Zu der Frage, ob Verzierungen nicht auch einen gewissen Spielraum für Variationen und persönliche Interpetation lassen:
In Kompononitionen einiger barocker Komponisten sicherlich.
Wenn Du Notenverläge verschiedener barocker Komponisten vergleichst wirst Du oft unterschiedliche Verzierungen feststellen.
Ähnlich wie Generalbass: Nur die Baßstimme und Generalbassbezifferung stammen vom Komponisten.
Aber jetzt zu den Trillern von
Beethoven oder in der Romantik des 19. Jhts:
Persönliche Interpreation des Trillers: Ja!
Da Agogik, Accelerando, Dynamik usw. gestaltet werden.

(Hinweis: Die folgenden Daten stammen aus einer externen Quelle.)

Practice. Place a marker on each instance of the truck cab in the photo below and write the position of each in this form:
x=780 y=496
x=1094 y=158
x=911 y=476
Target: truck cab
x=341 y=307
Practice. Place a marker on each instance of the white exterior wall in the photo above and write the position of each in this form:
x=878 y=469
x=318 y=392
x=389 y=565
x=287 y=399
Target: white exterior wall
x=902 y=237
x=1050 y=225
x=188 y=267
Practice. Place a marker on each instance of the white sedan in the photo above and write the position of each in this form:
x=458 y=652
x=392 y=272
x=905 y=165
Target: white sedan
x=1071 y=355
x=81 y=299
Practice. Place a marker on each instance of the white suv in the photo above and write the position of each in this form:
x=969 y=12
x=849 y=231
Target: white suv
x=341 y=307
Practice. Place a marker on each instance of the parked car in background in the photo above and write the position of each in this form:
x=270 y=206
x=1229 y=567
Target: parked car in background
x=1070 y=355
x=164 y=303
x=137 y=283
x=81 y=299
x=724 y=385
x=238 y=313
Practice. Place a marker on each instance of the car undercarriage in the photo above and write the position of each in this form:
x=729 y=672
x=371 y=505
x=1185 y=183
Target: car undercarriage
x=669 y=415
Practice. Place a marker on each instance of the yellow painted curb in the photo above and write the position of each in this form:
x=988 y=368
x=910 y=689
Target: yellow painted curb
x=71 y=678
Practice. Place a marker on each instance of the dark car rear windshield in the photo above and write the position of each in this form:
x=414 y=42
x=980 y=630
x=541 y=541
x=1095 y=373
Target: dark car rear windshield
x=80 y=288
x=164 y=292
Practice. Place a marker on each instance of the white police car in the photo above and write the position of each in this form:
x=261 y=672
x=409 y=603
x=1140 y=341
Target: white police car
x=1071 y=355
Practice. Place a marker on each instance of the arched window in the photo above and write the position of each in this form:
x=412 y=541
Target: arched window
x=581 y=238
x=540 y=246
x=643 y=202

Aber Spieraum für Variationen:
Nein!
Diese Trillerangaben sollten genau eingehalten werden, diese sind vom Komponisten nämlich auch ganz genauso gewollt:
Also nicht bei Beethoven oder Chopin andere Trillervariationen ausführen oder sogar einbauen, wie das in der Barockzeit der Fall war.
Dies gilt auch, dass man nicht mit der oberen Nebennote zu Trillern beginnt,
sondern mit der Hauptnote.
Was den Kontext betrifft: Oft sind diese im Notentext dann, ich sag Mal in der Regel, auch notiert, wenn man wirklich Mal mit der oberen Nebennote beginnen sollte. Bei guten Notenverlägen kann man also mit der Regel: Ab Wiener Klassik mit der Hauptnote zu Trillern beginnen, gut leben.